Замполит громко шлепнул рукой по столу, чему-то обрадовался.
— Вот-вот, — пробасил он. — Я ведь этой передачки не слышал. Но теперь понимаю. Ты всех разжалобил. Вчера звонили и сегодня, — сказал замполит. — Какая-то старушка позвала тебя на пироги. Я ей говорю: «Будьте спокойны, бабуся, государство его поит и кормит». А она мне: «Государство таких пирожков не выпекает. Вы уж ему все-таки дайте мой адресок, он сирота». — Замполит положил передо мной исписанный листок бумаги. — Тут еще один адрес, — сказал он и передразнил девичий голос: — «Я школьница. Мне стихи его понравились, переписываться хочу».
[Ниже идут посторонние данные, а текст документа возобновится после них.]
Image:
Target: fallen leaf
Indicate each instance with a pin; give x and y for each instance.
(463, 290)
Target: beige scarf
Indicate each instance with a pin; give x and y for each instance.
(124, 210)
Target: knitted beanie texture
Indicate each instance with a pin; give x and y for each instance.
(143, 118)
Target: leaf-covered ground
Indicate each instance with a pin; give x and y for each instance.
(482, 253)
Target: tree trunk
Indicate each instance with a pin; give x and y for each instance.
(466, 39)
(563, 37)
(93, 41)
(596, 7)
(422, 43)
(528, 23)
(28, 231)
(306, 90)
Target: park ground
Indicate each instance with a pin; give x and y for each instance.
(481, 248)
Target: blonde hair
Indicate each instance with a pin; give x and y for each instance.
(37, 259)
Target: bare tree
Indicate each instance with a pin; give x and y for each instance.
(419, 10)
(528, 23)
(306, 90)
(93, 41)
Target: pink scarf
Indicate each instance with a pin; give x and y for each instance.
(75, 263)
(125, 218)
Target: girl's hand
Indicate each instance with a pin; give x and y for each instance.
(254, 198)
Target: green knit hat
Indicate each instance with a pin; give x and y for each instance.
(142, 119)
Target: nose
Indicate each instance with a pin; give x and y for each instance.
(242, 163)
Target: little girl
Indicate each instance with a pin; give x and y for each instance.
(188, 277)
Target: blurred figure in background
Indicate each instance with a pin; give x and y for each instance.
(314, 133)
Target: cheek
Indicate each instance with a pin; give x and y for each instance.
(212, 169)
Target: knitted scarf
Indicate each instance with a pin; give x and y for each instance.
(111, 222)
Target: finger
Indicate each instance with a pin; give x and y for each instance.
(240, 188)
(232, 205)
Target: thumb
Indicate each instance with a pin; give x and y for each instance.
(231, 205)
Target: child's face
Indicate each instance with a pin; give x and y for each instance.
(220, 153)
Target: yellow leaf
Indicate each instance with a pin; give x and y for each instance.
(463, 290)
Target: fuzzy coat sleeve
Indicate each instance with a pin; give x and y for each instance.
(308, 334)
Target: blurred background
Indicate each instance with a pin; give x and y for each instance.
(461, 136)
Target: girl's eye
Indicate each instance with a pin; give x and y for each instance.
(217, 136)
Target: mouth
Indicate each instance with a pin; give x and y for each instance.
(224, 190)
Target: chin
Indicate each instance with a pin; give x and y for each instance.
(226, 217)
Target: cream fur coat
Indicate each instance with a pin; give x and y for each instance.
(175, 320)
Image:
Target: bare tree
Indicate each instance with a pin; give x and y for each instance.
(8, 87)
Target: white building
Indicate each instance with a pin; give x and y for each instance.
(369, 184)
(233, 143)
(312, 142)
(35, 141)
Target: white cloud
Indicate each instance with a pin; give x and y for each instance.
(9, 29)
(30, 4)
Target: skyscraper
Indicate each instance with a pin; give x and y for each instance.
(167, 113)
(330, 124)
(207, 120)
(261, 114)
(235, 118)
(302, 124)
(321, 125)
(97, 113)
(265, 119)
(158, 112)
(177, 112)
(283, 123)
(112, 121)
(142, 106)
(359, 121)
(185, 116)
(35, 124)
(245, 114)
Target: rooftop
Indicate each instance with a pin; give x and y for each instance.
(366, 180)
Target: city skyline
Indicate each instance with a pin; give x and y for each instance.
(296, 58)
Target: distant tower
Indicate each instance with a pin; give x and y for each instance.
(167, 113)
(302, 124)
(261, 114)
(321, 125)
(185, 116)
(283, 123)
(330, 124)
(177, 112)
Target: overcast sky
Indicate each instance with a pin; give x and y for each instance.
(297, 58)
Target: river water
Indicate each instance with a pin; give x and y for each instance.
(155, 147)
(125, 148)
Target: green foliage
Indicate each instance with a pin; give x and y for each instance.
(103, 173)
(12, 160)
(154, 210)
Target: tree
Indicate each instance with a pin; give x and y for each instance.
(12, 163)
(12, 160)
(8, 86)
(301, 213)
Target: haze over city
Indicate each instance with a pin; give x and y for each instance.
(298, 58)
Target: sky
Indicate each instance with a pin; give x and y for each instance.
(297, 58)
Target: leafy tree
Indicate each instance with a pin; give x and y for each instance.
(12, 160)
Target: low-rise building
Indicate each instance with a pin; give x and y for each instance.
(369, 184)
Я краснел все больше и больше.
— Еще не все, — сказал замполит. — Сегодня звонила учительница французского языка. Хочет тебе помочь. Приглашает сегодня вечером. Вот ее адрес. Тут, в конце. — Замполит ткнул пальцем в бумагу, поднялся со стула, выпятил живот. — Это и есть наша советская действительность, — сказал он торжественно и протянул мне широченную мягкую ладонь. — Поздравляю! Желаю дальнейших успехов.
Из кабинета я вышел с листком в руке. Крупным размашистым почерком были написаны на нем адреса людей, которых я никогда не знал.
— Бабушка, невеста, француженка! Ну и даешь ты, Лёпа, — сказал я громко сам себе, складывая листок вчетверо. Мне было почему-то неловко держать его в руке, прятать в нагрудный карман гимнастерки. Вздрагивали пальцы, и самому хотелось подпрыгнуть, или побежать, или крикнуть погромче что-нибудь дурашливое и радостное. На мгновение я представил себе корреспондента. Он держал передо мной микрофон. Почти у самых губ. Но теперь мне уже не было противно, как раньше, говорить в маленький металлический подслушиватель, признаваться бездушной железяке, она не глотала мой голос, мои слова не улетали в ничто. Я говорил — глаза в глаза, от сердца к сердцу.
Я промчался по коридору, прогрохотал по лестнице, выскочил на улицу и понесся к телефонной будке. Нашел монету, набрал номер.
— Алло, — услышал я знакомый хрипловатый голос Деда, подождал, пока он откашляется.
— Это я, Леня.
— Здравствуй. Что у тебя хорошего?
— Спасибо вам, — сказал я.
— За что? — удивился Дед.
— Можно я к вам приеду и все объясню?
— Только не сейчас. Я очень занят. Приезжай попозже, к вечеру, — сказал Дед. — А все-таки, что произошло?
— Понимаете, прямо в училище позвонила какая-то бабушка, а потом девушка, а потом француженка.
— Ничего не понимаю, говори яснее. Какая бабушка, какая француженка?
— Преподавательница. Она хочет мне помочь по французскому языку. А бабушка зовет на пироги. А девушка предлагает переписываться. Это после той передачи. Представляете, как здорово!
— Поздравляю. Жду тебя вечером. Поговорим, — сказал Дед.
Когда я повесил трубку, у меня было такое чувство, что мой день рождения не завтра, а сегодня. Как будто только теперь я начинаю жить. Перед будущим нет ни страха, ни тревоги. Оно — награда за все трудное, что было в прошлом.